In a statement, the firm says core headline earnings for the period ended 30 November 2023 amounted to R420 million, equating to core headline earnings of 47.15c per share.

In the comparative period, core headline earnings amounted to R35 million, equating to core headline earnings of 3.94c per share.

It explains that the predominant negative contributions to the November 2022 basic, headline and core headline earnings per share are primarily associated with the Cell C recapitalisation transaction.

Blue Label is the largest shareholder in mobile operator Cell C, which has been experiencing liquidity issues over the years.

Excluding the positive contributions of R65 million in the current period and the negative contributions of R421 million in the prior period, the company points out that core headline earnings declined by R100 million (22%) from R455 million to R355 million and core headline earnings per share declined by 23% from 51.72c per share in the prior period to 39.90c per share.

“This decline in core headline earnings was attributable to a decrease of R119 million in Comm Equipment Company, while the remaining entities within the group increased by R19 million compared to the prior period,” the company says.
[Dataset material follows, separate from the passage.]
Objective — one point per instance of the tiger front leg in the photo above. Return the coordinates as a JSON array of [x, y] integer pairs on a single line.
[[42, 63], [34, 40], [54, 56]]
It explains that the anticipated decline in CEC’s core headline earnings was a result of a decline in gross profit stemming from increased expenditure related to the distribution agreement, as well as a significant increase in the expected credit loss compared to the previous period.

“This increase aligns with the expansion of CEC’s book and the deteriorating macro-economic environment in South Africa, marked by rising interest rates, power outages and a depreciating rand. CEC has increased its ECLs [expected credit losses] in anticipation of heightened future losses, aligning with the approach taken by other consumer lenders.

Earnings per share for the current and prior periods amounted to 45.67c and negative 8.74c, respectively.

It adds that on exclusion of the contributions resulting primarily from the recapitalisation transaction of Cell C from both the current and prior periods, earnings per share declined by 23% to 38.42c per share and headline earnings per share declined by 22% to 38.66c per share.

Gross profit increased by R58 million (4%) from R1.540 billion to R1.598 billion, corresponding to an increase in margins from 15.67% to 21.08%.

This increase in margins can be partially attributed to the growth in “PINless top-ups”, prepaid electricity, ticketing and universal vouchers, where only the gross profit earned thereon is recognised as revenue.

“The group remains vigilant in managing its total overhead costs. Furthermore, load-shedding continues to be a significant challenge faced by our organisation. It has negatively impacted the sale of prepaid electricity, prepaid airtime, starter packs and our call centre operations, all of which are significant revenue streams for the group.”